"Policemen!"

"Yes."

Tears suddenly filled the eyes that looked into his. Two small hands clasped themselves in a passionate gesture of appeal.

"Don't turn me over to the bulls, mister! I only did it for ma's sake. If you was out of work and starvin' and you had to sit and watch your poor old ma bendin' over the wash-tub...."

"I haven't got a poor old ma," said George curtly. "And what on earth do you think you're talking about?"

He stopped suddenly, speech wiped from his lips by a stunning discovery. The girl had unclasped her hands, and now she flung them out before her: and the gesture was all that George's memory needed to spur it to the highest efficiency. For unconsciously Fanny Mullett had assumed the exact attitude which had lent such dramatic force to her entrance into the dining-room of Mrs. Waddington's house at Hempstead earlier in the day.
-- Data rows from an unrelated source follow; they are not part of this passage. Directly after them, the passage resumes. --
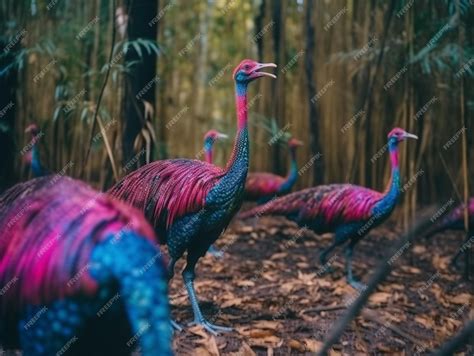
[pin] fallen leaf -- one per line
(461, 299)
(245, 350)
(312, 345)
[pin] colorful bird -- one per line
(80, 272)
(349, 211)
(264, 186)
(210, 138)
(32, 156)
(454, 220)
(191, 202)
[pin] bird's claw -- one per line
(213, 329)
(176, 326)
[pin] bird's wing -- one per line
(168, 189)
(47, 236)
(262, 184)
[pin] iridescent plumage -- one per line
(349, 211)
(262, 186)
(66, 250)
(191, 202)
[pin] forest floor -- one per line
(270, 287)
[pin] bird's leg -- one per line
(188, 277)
(170, 269)
(350, 278)
(215, 252)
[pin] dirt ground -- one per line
(270, 287)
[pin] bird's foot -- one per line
(357, 285)
(215, 252)
(325, 269)
(176, 326)
(213, 329)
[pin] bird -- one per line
(191, 202)
(349, 211)
(32, 156)
(262, 186)
(210, 138)
(80, 272)
(454, 220)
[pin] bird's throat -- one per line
(241, 105)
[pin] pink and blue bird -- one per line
(349, 211)
(79, 272)
(190, 202)
(262, 186)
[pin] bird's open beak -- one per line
(409, 135)
(257, 74)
The moment he saw those out-stretched arms, George remembered where he had met this girl before: and, forgetting everything else, forgetting that he was trapped on a roof with a justly exasperated policeman guarding the only convenient exit, he uttered a short, sharp bark of exultation.

"You!" he cried. "Give me that necklace."

"What necklace?"

"The one you stole at Hempstead this afternoon."

The girl drew herself up haughtily.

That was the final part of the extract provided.